Das neue Angebot ist eigentlich ein „bekanntes Format“, das Meyer und Carstens neu aufleben lassen und wieder als dauerhaften Treff etablieren möchten. Somit bietet sich vorab ein kleiner Blick in die Vergangenheit des Vereins an, dessen Geschichte fast 40 Jahre zurückreicht: Im November 1985 formierte sich der Trägerverein, mit dem Reinhard Goepfert einst den Grundstein für die Teestube legte. Das mittlerweile verstorbene Gründungsmitglied und seine Mitstreiter machten sich dann auf die Suche nach passenden Räumlichkeiten, die der damalige Vorstand schließlich in der Bahnhofstraße 18 in Soltau fand. Dort wurde im September 1987 die Anlaufstelle eröffnet, und damit ein Treffpunkt und Kommunikationszentrum für Suchtkranke, psychisch Kranke, Angehörige und Selbsthilfegruppen. „Anfangs war die Teestube nur an drei Tagen in der Woche geöffnet, später entwickelte sich das Angebot der Selbsthilfegruppen“, erläutert Meyer und fügt hinzu: Bereits in den frühen Jahren habe es einen offenen Treff als eine Art Kaffeerunde gegeben.

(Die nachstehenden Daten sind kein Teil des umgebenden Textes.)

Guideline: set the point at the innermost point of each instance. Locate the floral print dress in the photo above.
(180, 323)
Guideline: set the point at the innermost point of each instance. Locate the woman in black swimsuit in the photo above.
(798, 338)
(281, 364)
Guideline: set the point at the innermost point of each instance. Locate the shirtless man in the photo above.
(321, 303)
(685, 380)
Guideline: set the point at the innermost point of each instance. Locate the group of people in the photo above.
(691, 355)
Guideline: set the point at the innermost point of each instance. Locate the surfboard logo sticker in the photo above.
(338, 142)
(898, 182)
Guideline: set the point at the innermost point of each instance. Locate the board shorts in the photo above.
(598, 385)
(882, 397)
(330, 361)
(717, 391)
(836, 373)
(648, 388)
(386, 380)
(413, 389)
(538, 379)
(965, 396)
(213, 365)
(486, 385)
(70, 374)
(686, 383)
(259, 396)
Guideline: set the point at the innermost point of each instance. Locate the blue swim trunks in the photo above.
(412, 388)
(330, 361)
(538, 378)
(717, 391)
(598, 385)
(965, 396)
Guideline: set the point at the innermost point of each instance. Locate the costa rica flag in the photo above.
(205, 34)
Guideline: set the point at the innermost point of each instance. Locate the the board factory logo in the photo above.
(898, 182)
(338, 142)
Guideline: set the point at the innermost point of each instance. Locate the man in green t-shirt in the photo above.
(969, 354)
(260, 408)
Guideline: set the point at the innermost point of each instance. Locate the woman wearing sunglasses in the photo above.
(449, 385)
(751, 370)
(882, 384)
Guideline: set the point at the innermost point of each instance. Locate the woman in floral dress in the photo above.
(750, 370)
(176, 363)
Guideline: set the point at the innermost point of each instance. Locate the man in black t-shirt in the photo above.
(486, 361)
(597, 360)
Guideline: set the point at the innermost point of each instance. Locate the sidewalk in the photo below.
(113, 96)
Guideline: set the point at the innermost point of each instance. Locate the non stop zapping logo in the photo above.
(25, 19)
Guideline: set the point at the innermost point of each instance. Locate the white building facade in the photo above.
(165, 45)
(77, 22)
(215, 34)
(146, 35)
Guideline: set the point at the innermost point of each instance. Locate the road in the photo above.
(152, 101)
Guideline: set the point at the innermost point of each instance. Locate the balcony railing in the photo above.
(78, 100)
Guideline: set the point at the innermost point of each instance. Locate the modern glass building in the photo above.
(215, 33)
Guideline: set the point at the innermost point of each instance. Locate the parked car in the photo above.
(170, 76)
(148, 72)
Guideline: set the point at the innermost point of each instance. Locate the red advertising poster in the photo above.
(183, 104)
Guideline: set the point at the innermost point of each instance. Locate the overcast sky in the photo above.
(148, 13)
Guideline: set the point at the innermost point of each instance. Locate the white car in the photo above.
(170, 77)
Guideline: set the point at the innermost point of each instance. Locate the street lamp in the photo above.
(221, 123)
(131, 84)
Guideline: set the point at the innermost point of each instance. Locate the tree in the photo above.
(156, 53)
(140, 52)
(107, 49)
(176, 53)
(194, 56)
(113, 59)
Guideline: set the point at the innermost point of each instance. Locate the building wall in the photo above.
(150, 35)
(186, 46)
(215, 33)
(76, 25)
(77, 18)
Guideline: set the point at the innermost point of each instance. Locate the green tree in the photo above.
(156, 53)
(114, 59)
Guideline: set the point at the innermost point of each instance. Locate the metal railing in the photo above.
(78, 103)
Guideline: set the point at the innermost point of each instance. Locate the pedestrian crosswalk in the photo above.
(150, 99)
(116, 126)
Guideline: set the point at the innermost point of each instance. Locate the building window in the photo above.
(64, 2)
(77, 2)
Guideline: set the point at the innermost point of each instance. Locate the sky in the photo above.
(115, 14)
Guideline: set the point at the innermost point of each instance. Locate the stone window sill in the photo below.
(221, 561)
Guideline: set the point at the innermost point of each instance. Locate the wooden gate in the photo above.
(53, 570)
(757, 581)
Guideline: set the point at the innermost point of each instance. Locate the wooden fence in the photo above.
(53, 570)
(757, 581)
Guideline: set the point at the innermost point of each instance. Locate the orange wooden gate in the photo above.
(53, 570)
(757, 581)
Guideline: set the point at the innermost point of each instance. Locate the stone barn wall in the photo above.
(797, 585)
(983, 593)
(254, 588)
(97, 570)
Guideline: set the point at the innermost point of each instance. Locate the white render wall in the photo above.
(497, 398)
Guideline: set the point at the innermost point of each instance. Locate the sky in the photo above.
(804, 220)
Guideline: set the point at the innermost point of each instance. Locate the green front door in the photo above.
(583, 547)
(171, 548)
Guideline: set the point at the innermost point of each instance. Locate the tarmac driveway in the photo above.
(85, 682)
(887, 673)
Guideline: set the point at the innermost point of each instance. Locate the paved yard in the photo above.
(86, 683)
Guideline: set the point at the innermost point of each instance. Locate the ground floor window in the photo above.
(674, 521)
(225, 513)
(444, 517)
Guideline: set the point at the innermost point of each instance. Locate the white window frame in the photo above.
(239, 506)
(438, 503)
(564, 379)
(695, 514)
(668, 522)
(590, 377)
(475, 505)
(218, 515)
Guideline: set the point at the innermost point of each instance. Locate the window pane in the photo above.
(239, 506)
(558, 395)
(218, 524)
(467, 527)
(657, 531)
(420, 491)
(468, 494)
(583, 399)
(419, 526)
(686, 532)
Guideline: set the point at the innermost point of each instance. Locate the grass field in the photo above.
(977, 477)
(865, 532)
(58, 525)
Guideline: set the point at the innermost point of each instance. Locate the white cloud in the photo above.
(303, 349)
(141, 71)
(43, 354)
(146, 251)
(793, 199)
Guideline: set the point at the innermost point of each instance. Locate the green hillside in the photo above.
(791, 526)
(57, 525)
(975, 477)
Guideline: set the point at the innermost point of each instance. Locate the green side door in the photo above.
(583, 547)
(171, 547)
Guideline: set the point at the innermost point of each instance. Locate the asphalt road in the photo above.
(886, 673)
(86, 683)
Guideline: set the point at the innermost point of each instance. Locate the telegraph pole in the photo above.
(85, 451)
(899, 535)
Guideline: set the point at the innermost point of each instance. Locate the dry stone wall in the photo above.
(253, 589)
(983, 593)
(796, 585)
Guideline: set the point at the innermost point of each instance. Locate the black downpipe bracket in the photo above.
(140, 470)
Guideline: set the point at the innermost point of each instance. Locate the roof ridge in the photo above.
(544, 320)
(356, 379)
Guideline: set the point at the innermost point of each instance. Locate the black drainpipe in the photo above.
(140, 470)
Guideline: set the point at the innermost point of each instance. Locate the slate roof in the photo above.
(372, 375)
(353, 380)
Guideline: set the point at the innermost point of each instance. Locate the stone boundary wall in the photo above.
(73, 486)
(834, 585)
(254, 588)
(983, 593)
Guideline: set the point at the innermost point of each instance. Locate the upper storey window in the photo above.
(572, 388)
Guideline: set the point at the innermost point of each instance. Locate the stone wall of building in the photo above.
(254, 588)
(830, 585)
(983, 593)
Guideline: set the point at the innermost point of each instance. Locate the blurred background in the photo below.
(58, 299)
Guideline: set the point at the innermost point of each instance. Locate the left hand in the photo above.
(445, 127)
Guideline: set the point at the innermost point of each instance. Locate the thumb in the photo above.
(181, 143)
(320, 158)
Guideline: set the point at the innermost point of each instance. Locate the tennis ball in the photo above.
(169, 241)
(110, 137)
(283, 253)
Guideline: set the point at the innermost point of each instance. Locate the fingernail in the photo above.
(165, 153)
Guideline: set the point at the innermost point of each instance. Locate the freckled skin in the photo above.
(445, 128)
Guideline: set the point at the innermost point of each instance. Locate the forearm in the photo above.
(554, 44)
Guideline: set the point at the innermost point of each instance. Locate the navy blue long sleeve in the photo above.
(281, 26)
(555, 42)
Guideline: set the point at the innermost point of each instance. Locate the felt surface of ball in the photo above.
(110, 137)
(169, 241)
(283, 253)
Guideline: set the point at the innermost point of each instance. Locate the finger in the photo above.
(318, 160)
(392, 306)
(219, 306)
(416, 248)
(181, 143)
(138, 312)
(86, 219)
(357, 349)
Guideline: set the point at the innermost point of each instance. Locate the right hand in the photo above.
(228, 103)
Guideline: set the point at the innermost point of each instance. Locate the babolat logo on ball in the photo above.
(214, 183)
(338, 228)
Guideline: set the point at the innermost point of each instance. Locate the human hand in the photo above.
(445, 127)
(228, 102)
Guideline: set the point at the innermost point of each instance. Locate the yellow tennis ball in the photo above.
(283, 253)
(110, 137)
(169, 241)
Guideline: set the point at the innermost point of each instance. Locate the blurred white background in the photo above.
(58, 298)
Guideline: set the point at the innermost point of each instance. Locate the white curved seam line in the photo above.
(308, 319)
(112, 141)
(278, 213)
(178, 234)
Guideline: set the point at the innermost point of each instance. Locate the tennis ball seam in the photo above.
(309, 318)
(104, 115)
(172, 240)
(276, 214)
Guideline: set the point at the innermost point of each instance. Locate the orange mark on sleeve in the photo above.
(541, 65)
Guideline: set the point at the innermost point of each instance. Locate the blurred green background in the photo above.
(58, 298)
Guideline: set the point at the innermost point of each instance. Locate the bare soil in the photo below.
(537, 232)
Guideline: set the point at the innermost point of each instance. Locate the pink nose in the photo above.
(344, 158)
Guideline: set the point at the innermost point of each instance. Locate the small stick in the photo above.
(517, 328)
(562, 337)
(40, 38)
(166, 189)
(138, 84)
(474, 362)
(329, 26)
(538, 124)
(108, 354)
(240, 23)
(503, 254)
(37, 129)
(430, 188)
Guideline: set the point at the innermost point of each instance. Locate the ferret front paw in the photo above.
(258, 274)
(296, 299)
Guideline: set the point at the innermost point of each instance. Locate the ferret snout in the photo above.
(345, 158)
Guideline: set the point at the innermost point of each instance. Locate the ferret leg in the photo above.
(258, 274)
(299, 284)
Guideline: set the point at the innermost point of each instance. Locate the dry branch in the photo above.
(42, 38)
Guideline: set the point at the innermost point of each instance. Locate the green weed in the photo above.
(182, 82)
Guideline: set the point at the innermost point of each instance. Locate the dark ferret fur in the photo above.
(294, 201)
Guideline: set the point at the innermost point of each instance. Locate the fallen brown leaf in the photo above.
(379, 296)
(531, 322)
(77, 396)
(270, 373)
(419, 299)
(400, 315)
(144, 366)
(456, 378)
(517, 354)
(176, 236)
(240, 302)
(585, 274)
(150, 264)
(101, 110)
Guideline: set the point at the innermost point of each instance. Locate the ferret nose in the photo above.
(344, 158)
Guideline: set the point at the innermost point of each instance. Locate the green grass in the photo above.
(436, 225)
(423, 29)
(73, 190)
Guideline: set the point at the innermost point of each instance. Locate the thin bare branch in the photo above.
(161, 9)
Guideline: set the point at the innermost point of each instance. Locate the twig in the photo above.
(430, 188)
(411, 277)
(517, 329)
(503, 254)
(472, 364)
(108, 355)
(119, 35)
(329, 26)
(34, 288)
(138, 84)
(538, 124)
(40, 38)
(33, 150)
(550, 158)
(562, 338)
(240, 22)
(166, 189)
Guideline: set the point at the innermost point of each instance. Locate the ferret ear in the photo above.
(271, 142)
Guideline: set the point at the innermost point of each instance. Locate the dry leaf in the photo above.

Seit August 2018 ist die Einrichtung an ihrer heutigen Adresse in der Poststraße 15b zu finden. Dort war die Teestube wie schon seit einigen Jahren zuvor mittlerweile an 365 Tagen im Jahr geöffnet – jedenfalls bis Corona kam. Die Pandemie habe auch hier einiges ins Stocken gebracht, blickt Carstens auf die schwierige Phase zurück. Und nach nunmehr rund zwei „normalen“ Jahren nach Corona „ist noch nicht wieder alles beim Alten, vieles läuft eher schleppend.“

Konkret heiße das: „Viele Angebote und Selbsthilfegruppen werden nicht mehr so gut besucht wie früher“, bedauert die stellvertretende Vorsitzende, die einen Grund hierfür im „Rückzug ins Internet“ sieht: „Viele meinen, sie könnten alles online regeln“, doch „reale Hilfsangebote“, wie sie die Teestube biete, seien hingegen etwas ganz anderes, funktionierten eben nicht am Computer oder Smartphone: „Man muss sich anziehen, rausgehen, herkommen.“ Das möge vielleicht banal klingen, „es ist aber oft der erste Schritt, um in seinem Leben wieder eine gewisse Routine und Struktur zurückzubekommen“, will Carstens Mut machen.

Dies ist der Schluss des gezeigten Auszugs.